8.10. Modelling sequence evolution#

cogent3 has a lot of substitution models! The following displays just the nucleotide models.

from cogent3 import available_models

available_models(model_types="nucleotide")
Specify a model using 'Abbreviation' (case sensitive).
Model TypeAbbreviationDescription
nucleotideBHBarry and Hartigan Discrete Time substitution model Barry and Hartigan 1987. Biometrics 43: 261–76.
nucleotideDTDiscrete Time substitution model (non-stationary, non-reversible). motif_length=2 makes this a dinucleotide model, motif_length=3 a trinucleotide model.
nucleotideGNGeneral Markov Nucleotide (non-stationary, non-reversible). Kaehler, Yap, Zhang, Huttley, 2015, Sys Biol 64 (2): 281–93
nucleotidessGNstrand-symmetric general Markov nucleotide (non-stationary, non-reversible). Kaehler, 2017, Journal of Theoretical Biology 420: 144–51
nucleotideK80Kimura 1980
nucleotideJC69Jukes and Cantor's 1969 model
nucleotideGTRGeneral Time Reversible nucleotide substitution model.
nucleotideTN93Tamura and Nei 1993 model
nucleotideHKY85Hasegawa, Kishino and Yano 1985 model
nucleotideF81Felsenstein's 1981 model

10 rows x 3 columns

These are cogent3 apps. There’s also an app for performing hypothesis testing using these models.

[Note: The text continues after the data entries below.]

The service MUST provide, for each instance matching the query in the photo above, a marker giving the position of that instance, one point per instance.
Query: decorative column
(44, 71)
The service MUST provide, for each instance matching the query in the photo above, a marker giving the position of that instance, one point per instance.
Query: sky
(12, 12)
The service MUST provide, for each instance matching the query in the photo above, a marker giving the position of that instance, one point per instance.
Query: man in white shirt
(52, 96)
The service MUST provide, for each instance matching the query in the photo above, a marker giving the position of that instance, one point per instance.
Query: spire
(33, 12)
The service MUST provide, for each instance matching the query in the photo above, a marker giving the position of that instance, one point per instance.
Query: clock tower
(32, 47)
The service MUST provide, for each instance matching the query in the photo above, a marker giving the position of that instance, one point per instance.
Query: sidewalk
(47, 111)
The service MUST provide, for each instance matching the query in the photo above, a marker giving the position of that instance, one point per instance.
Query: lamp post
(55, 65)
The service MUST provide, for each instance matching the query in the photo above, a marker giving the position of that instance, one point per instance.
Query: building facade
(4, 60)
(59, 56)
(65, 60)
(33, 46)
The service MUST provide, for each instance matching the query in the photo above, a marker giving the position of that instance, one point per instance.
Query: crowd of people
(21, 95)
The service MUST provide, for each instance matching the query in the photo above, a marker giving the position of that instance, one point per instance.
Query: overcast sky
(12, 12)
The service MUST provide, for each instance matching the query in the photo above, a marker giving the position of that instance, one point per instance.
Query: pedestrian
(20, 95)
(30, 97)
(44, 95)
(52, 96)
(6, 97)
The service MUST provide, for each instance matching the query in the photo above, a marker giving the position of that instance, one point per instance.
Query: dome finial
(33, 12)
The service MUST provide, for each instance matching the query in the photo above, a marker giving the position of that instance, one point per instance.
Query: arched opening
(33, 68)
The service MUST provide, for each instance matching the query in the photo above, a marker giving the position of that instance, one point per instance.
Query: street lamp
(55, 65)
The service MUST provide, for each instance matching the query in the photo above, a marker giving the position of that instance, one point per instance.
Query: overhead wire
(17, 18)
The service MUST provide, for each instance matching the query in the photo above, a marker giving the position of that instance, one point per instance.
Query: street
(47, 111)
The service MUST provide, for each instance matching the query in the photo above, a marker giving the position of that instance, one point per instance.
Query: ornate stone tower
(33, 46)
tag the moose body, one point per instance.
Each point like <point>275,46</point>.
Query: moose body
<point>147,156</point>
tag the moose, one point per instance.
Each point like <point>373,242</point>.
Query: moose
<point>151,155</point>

8.10.1. Using the model app#

Using the model app involves specifying the substitution model name and a tree. If you are analysing just 3 sequences, the tree is not required. Otherwise, the tree can be a path to a file or a newick formatted string.

The resulting model instance can then be called as if it was a function, passing it an alignment instance. It will maximise the likelihood of the model for the alignment and return a custom result data type.

I’m creating an app to apply the F81 substitution model to an alignment and specifying the a tree as a file path.

from cogent3 import get_app

f81 = get_app("model", "F81", tree="data/brca1_primate.tree")

Warning

If you are providing a tree, the tip names must exactly match the names in the alignments that will be analysed.

Note

If you are analysing 3 sequences, there is only one possible unrooted tree and the model object will automatically construct it for you.

We now load our alignment and fit the model to it.

from cogent3 import load_aligned_seqs

aln = load_aligned_seqs("data/brca1_primate.fasta", moltype="dna")
result = f81(aln)

8.10.2. model_result#

The app returns a model_result object whose representation provides an overview of the fitted model.

result
F81
keylnLnfpDLCunique_Q
'F81'-7175.775611TrueTrue

The column titles in that summary display have the following meaning

Column Heading
keyThe dictionary key for accessing this model
lnLThe log-likelihood value
nfpThe number of free parameters in the model
DLCDiagonal largest in column in all P matrices.
unique_QWhether the Q uniquely map to P

The last two are concerned with model identifiability (if either is False, the results could be unreliable).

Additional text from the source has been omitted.